História (In)comum - DTRL 29,5
História (In)Comum
Tema: Luto
Em casa, finalmente. Estava cansada de tantas viagens, entrevistas e programas de televisão. O translado Rio-São Paulo tornou-se tedioso rapidamente e, logo após o término do contrato, Angela duvidava que aquele fosse um bom emprego. O retorno a Porto Alegre trouxe-lhe alívio, apesar da perseguição no aeroporto e mais entrevistas para televisão local.

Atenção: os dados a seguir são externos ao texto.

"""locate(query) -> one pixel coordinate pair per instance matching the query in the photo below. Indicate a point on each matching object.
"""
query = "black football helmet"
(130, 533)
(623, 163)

O apartamento permanecia da mesma maneira que havia deixado: uma bagunça. Estacionou a mala ao lado da cama, tirou a roupa e foi tomar uma ducha. A noite de verão era quente e úmida, fazendo a água gelada amenizar a tensão do corpo. Dois anos fora de casa tornaram o retorno uma ilusão, um sonho. Desejava apenas aproveitar aquela solidão reconfortante. Pegou chuveirinho e testou a pressão, deixando aquele banho um pouco mais demorado.
***
A geladeira estava vazia. Abriu um armário e encontrou o Cabernet. Sentou seminua no sofá, bebendo vinho em um copo de requeijão enquanto ouvia Engenheiros do Hawaii. Há tempos queria fazer algo assim. Porém, no planejamento, havia uma taça de vinho e um homem moreno fazendo massagem em seus pés.

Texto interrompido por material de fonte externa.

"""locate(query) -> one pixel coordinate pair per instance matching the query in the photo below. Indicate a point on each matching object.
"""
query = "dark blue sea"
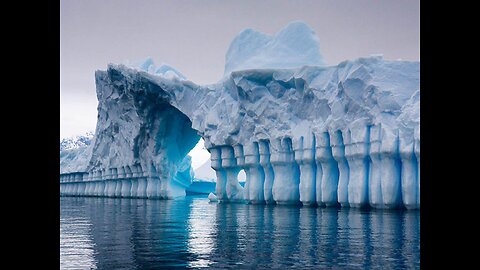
(190, 233)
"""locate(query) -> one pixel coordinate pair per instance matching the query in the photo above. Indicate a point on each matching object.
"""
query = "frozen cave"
(304, 133)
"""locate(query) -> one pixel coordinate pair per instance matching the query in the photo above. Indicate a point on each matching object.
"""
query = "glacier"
(304, 133)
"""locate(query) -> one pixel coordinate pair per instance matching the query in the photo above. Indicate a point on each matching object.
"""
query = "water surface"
(107, 233)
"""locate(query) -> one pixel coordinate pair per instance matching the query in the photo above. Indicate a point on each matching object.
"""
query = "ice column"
(142, 186)
(327, 182)
(118, 184)
(125, 192)
(153, 183)
(357, 144)
(264, 152)
(285, 188)
(338, 152)
(391, 169)
(133, 192)
(221, 185)
(255, 174)
(409, 170)
(229, 163)
(417, 156)
(304, 149)
(375, 178)
(110, 186)
(240, 159)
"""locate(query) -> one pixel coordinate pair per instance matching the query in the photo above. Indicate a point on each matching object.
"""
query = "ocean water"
(190, 233)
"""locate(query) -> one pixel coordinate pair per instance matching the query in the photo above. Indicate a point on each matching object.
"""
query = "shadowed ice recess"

“Nem tudo acontece do jeito que queremos”, disse para o apartamento vazio.
Os versos da canção embalavam seus pensamentos:
“Nós dois temos os mesmos defeitos
Sabemos tudo a nosso respeito.”
Notou o celular em cima da mesa de centro. Juntou o aparelho, checando as mensagens. A maioria era bobagem: piadas sem graça dos parentes do interior e números desconhecidos. Era impressionante a maneira como a vida privada de uma atriz nacional podia ser tão...pública. Essa era a condição do mundo contemporâneo: o lado bom é que todos podem te encontrar a qualquer hora, em qualquer lugar; o lado ruim é que todos podem te encontrar a qualquer hora, em qualquer lugar.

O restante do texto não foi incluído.